14. Il résulte de ce qui précède, et sans qu’il soit besoin de se prononcer sur la fin de non-recevoir opposée en défense, que M. C… n’est pas fondé à soutenir que c’est à tort que, par l’ordonnance contestée, le président de la 5ème chambre du tribunal administratif de Montpellier a rejeté sa demande d’annulation de la décision du 14 juin 2021 par laquelle le président du conseil départemental des Pyrénées-Orientales de l’ordre des médecins a refusé d’engager des poursuites disciplinaires à l’encontre du docteur …. En conséquence, les conclusions à fin d’injonction qu’il présente en application de l’article L. 911-1 du code de justice administrative doivent être rejetées.
Sur les frais liés au litige :
15. D’une part, les dispositions de l’article 37 alinéa 2 de la loi du 10 juillet 1991 relative à l’aide juridique comme les dispositions de l’article L. 761-1 du code de justice administrative font obstacle à ce que soit mise à la charge du conseil départemental des Pyrénées-Orientales de l’ordre des médecins, qui n’est pas, dans la présente instance, la partie perdante, la somme demandée par M. C… au titre des frais exposés par lui et non compris dans les dépens. D’autre part, il n’y a pas lieu, dans les circonstances de l’espèce, de mettre à la charge de M. C… la somme demandée par le conseil départemental des Pyrénées-Orientales de l’ordre des médecins au même titre.
D E C I D E :
Article 1er : La requête de M. C… est rejetée.
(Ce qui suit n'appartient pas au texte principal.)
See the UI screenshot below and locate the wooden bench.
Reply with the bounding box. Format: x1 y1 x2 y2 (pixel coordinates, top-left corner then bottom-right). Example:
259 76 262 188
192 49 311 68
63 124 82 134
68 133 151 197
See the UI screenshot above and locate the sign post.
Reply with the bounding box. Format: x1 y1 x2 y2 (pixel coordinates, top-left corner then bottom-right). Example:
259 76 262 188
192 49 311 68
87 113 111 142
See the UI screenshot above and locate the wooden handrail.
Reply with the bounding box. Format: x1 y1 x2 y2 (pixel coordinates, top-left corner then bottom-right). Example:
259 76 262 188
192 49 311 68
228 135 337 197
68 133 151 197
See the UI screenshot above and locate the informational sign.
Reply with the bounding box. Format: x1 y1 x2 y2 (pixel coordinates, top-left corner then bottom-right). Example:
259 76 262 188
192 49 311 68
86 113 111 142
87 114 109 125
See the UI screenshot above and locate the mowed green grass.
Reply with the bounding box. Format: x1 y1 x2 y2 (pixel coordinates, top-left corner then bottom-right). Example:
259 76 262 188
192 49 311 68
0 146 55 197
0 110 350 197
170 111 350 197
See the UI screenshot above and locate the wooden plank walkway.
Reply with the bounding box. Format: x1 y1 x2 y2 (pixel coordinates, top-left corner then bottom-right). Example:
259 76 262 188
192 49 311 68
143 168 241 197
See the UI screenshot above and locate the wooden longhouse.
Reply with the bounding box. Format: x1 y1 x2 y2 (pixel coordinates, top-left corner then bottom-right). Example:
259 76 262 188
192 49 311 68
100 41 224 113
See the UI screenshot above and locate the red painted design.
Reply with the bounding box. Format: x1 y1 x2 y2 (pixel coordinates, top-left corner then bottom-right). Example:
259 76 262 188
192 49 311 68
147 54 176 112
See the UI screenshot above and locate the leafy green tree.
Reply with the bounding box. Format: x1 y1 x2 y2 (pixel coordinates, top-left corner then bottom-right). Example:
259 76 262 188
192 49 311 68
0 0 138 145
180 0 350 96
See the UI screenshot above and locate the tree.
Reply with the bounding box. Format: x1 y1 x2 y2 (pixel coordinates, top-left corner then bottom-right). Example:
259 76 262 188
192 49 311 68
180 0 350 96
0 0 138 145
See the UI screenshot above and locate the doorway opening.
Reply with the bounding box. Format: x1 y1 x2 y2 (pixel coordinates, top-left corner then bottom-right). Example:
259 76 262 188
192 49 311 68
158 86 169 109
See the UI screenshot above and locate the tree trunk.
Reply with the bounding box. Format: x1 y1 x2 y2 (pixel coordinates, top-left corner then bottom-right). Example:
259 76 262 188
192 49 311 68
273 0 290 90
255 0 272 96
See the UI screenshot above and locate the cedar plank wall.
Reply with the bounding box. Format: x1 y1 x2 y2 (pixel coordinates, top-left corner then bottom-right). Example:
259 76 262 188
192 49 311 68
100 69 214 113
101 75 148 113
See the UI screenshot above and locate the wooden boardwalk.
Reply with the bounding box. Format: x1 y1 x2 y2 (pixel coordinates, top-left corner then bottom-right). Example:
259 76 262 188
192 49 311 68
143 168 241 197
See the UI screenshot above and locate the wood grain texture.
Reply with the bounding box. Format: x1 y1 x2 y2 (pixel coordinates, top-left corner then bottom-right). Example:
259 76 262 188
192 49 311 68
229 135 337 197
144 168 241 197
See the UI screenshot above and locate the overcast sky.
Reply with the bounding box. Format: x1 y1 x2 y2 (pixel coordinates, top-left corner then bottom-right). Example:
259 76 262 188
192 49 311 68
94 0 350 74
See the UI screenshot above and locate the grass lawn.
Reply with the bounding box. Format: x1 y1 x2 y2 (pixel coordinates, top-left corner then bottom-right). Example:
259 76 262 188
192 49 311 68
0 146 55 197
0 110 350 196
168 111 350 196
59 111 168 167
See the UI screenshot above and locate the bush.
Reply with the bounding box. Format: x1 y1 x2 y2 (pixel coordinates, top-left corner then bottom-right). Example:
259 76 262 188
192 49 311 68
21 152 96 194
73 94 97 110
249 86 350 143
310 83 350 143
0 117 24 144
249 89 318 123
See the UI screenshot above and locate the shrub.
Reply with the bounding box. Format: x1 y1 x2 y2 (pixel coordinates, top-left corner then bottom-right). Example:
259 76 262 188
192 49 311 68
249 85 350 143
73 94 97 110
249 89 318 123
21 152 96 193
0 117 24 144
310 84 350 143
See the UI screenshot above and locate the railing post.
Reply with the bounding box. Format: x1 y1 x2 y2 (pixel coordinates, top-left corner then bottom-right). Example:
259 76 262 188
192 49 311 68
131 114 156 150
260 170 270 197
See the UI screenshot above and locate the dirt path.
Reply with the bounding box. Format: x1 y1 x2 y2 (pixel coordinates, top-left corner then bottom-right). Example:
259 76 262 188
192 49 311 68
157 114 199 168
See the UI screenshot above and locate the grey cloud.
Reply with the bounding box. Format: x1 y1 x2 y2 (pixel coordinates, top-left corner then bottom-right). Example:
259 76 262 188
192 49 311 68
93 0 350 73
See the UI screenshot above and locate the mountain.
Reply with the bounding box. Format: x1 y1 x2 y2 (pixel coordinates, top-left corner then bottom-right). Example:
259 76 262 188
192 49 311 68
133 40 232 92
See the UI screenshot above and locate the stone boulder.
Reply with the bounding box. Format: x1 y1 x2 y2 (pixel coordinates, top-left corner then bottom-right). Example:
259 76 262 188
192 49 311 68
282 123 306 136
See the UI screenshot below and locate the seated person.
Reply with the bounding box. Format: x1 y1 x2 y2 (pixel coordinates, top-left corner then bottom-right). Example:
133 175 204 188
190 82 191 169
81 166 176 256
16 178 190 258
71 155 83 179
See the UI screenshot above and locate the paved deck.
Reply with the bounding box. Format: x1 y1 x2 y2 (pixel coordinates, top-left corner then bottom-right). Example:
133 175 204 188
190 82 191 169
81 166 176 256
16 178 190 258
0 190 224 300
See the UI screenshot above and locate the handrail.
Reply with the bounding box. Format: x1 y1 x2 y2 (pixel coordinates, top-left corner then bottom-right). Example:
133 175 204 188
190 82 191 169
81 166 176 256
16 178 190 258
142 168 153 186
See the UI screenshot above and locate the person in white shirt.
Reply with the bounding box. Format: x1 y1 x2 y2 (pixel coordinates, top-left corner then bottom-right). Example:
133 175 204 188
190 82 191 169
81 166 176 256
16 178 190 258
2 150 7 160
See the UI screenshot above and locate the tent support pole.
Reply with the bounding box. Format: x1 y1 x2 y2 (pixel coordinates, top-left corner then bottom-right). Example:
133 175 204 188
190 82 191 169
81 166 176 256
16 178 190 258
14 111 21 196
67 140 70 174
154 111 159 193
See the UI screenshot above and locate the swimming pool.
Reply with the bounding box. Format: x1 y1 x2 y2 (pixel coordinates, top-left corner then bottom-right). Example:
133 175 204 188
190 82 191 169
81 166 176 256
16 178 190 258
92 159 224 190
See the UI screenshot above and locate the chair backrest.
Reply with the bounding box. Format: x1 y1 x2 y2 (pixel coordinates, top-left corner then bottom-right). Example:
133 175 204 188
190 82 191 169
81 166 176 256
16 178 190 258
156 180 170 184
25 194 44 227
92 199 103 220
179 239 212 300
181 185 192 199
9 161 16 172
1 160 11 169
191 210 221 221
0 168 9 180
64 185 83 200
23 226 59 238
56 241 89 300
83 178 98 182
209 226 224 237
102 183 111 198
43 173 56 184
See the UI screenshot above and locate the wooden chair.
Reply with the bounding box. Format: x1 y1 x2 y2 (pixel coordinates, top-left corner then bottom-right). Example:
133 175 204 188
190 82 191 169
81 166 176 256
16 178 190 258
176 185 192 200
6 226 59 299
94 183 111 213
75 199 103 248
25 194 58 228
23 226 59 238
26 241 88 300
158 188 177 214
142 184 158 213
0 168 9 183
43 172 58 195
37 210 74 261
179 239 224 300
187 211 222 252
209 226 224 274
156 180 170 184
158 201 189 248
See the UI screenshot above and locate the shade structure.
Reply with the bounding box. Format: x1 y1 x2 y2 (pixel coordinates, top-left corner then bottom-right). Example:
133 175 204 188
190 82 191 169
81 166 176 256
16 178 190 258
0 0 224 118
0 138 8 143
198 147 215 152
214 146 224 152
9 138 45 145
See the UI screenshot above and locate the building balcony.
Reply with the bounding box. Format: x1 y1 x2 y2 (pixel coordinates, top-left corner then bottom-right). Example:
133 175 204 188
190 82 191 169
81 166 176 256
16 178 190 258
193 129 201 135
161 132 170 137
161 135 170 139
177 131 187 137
Article 2 : Les conclusions présentées par le conseil départemental des Pyrénées-Orientales de l’ordre des médecins sur le fondement des dispositions de l’article L. 761-1 du code de justice administrative sont rejetées.
Article 3 : Le présent arrêt sera notifié à M. A… C… et au conseil départemental des Pyrénées-Orientales de l’ordre des médecins.
Copie en sera adressée au Conseil national de l’ordre des médecins.
Délibéré après l’audience du 2 juin 2026, à laquelle siégeaient :
M. Massin, président de chambre,
Mme Teuly-Desportes, présidente-assesseure,
Mme El Gani-Laclautre, première conseillère.
Rendu public par mise à disposition au greffe le 16 juin 2026.
La rapporteure,
D. Teuly-Desportes
Le président,
O. MassinLa greffière,
R. Brun
La République mande et ordonne à la ministre de la santé, des familles, de l’autonomie et des personnes handicapées en ce qui la concerne ou à tous commissaires de justice à ce requis en ce qui concerne les voies de droit commun contre les parties privées, de pourvoir à l’exécution du présent arrêt.